Dona Benta sossegou um pouco e ralhou
severamente com o menino, fazendo ver o transtorno que aquela estranha
"surpresa" lhe causara. Disse que sofria do coração e que se coisas
assim se repetissem o certo era ir para a cova antes do tempo.
Pedrinho sossegou-a como pôde e saiu
para o terreiro, gritando que se acalmasse porque dentro de uma ou duas horas
estaria de volta com a menina.
Lá no terreiro, só com o saci outra
vez, voltou-se para ele e disse:
— E agora, amigo saci, que iremos
fazer?
— Estou armando o meu plano —
respondeu o diabrete. —Já fiz uma inspeção pela casa toda e pelo terreiro.
Estou na pista do raptor.
— Raptor? — repetiu o menino sem nada
compreender.
— Sim. Narizinho foi raptada pela
Cuca. Descobri o rasto da horrenda bruxa perto da porteira. Temos de ir à
caverna onde mora a Cuca e ver o que há.
— Mas se a Cuca é poderosa como você diz, que poderemos fazer?

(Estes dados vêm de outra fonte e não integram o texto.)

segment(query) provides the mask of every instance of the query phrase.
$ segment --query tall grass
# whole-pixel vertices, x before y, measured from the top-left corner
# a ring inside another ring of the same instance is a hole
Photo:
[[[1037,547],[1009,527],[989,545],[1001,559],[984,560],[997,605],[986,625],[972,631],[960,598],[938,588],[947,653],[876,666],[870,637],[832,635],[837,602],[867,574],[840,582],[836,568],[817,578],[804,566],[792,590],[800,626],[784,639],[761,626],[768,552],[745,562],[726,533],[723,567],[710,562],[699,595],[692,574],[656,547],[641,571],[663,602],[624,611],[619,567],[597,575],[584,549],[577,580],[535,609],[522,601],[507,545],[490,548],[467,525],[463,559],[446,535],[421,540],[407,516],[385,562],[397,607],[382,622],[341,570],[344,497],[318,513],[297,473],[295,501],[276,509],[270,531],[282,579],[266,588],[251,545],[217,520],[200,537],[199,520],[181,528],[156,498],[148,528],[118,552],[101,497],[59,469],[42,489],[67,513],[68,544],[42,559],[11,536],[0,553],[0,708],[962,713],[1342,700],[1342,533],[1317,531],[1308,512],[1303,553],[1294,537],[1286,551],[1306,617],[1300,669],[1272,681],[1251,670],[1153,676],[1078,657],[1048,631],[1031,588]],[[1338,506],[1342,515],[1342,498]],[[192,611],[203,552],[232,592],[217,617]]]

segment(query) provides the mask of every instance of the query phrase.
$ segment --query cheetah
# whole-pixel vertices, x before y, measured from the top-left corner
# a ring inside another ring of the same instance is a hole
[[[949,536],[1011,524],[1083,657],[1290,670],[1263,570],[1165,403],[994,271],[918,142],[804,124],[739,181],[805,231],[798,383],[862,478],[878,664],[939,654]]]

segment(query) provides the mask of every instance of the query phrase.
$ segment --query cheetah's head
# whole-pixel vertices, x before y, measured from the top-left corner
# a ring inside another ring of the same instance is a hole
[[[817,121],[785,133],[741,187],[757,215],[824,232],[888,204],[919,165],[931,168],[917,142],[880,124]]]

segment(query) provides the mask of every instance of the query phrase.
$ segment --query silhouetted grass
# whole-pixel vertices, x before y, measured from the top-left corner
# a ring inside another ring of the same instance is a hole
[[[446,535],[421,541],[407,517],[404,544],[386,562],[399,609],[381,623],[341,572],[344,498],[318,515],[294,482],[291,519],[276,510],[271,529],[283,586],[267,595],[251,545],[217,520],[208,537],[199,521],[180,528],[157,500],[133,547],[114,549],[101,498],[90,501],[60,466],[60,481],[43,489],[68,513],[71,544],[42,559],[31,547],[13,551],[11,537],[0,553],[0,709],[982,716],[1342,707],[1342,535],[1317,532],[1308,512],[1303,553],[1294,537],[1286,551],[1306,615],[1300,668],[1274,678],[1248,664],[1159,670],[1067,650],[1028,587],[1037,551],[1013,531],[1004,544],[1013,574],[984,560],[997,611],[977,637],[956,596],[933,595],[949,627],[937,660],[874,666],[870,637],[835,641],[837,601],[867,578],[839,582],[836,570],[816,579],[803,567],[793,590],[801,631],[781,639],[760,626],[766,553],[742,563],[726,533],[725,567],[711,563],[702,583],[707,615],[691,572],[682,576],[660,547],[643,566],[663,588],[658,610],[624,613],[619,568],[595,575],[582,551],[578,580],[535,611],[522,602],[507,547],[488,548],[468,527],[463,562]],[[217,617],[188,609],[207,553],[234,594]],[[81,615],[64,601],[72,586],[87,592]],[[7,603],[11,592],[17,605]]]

— Não sei. Lá veremos. O que é preciso
é não desanimar. Se ela é poderosa, eu sou astucioso. A astúcia inúmeras vezes
vence a força. Faça das tripas coração e acompanhe-me. O mau foi termos deixado
escapar o porco que nos trouxe. Precisamos descobrir nova montaria.

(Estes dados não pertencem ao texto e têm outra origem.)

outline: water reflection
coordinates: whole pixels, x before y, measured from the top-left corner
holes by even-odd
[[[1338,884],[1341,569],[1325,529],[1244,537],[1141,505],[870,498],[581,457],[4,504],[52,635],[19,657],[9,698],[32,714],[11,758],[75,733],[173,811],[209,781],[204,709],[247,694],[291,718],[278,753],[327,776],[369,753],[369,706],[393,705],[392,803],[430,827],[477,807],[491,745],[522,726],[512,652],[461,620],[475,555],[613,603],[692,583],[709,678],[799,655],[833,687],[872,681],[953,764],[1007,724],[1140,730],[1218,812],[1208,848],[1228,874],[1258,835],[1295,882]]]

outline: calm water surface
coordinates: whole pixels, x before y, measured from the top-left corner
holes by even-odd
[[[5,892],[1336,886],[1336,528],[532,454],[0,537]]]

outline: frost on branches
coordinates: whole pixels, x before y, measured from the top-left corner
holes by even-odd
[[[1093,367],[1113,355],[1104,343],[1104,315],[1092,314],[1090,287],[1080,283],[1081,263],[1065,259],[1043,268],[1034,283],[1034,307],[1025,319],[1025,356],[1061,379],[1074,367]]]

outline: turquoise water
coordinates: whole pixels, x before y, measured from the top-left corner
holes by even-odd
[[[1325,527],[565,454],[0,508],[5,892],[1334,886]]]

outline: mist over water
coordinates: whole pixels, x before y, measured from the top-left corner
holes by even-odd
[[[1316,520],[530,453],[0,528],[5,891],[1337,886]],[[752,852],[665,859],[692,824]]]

— Isso é fácil. O meu cavalinho
pangaré está no pasto de dentro. Manso como é, podemos pegá-lo e cavalgá-lo em
pelo.
— Pois vamos pegar o pangaré —
concordou o saci.
Não foi difícil. Logo que o cavalinho
reconheceu o dono, veio na direção dele no trote. Pedrinho montou, com o saci
na garupa, e lá partiu na galopada.
Pedrinho logo percebeu que qualquer
animal montado pelo saci mudava de modos, ficando não só mais ligeiro do que
nunca e fogoso, como ainda com um senso de direção que parecia sobrenatural.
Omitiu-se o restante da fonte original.